|sporkmonger||yeah, i'm about 90% sure that won't work|
Maybe have it quit once the hash is empty.
|sporkmonger||that looks promissing|
|Olathe||I thought of another way. Let me make it.|
if it'd make it any simpler
i don't need to know -where- in the string the substrings occur
just how many times they occur
heh, i'm still trying to decipher this code, but it looks pretty damn close to what i need
and it's about 1000x times faster
Here's the beginnings of a faster one.
|cygnus128||sporkmonger: so in the string 'ab ab' you would find 'ab ab', 'ab a'(1), ' ab'(1), 'a '(1), ' a'(1), and 'ab'(2) right?|
sorry, 'ab ab' would be found once
You can probably do something with this: http://pastie.caboo.se/50469
Let me make an evaporating thingy.
The near-finished version: http://pastie.caboo.se/50470
|sporkmonger||sorry, was afk, back now|
cygnus128: i don't care about substrings that occur only once unless they're only one character long
the ultimate output is going to be a huffman coding compression tree
so everything in the string has to be able to be translated to a huffman coding
but strings that occur only once wouldn't compress very well
so i just ignore them
since they're weighted exactly the same as single characters
keeping track of singly occurring substrings would only serve to increase the size of the tree, but wouldn't improve the compression ratio
|Olathe||And the finale: http://pastie.caboo.se/50472|
"lobster" is a seven character repeat at positions 0 and 50 to the right of that.
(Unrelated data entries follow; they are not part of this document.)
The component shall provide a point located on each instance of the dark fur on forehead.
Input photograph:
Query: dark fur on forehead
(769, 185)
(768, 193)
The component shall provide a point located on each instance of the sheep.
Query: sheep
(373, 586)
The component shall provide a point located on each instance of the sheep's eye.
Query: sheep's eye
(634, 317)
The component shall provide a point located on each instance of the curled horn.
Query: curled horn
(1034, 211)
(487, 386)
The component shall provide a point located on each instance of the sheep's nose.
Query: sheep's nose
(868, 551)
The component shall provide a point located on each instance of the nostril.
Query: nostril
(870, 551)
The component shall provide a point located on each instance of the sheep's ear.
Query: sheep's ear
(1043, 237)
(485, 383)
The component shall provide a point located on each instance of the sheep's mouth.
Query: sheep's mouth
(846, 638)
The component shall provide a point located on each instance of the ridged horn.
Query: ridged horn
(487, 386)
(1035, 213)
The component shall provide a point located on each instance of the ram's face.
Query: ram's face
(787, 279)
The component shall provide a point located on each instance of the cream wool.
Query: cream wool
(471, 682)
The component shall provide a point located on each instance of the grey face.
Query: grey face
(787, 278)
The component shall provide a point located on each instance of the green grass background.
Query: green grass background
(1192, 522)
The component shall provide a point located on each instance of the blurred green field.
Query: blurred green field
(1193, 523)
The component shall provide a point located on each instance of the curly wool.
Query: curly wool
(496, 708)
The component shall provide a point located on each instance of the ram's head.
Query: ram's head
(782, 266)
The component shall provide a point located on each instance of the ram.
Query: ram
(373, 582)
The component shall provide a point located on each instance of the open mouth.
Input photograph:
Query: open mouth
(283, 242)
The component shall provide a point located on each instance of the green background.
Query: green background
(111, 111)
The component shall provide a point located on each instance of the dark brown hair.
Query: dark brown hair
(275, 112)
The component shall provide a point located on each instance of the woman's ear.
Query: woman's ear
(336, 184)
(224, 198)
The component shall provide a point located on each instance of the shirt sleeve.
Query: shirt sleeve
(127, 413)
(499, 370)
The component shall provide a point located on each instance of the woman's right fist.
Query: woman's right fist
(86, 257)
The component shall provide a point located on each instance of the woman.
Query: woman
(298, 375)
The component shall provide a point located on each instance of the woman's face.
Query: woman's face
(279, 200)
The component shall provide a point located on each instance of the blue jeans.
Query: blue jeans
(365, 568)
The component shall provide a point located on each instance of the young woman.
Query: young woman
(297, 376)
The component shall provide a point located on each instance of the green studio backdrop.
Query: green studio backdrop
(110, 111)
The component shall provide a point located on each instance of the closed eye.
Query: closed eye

Note that  is in position zero of the seventh stage.
So, now lobs or ster don't appear; only the complete substring.
yeah, i still haven't figured out if that's desirable behavior or not yet
i had a delete method in my algorithm that resulted in the same effect
but using it didn't speed the algorithm up
and i -think- that it reduces the effectiveness of the primary algorithm
but i'm not sure
what would it take to make "lobs" and "ster" to show up as repeated substrings
Just use offsets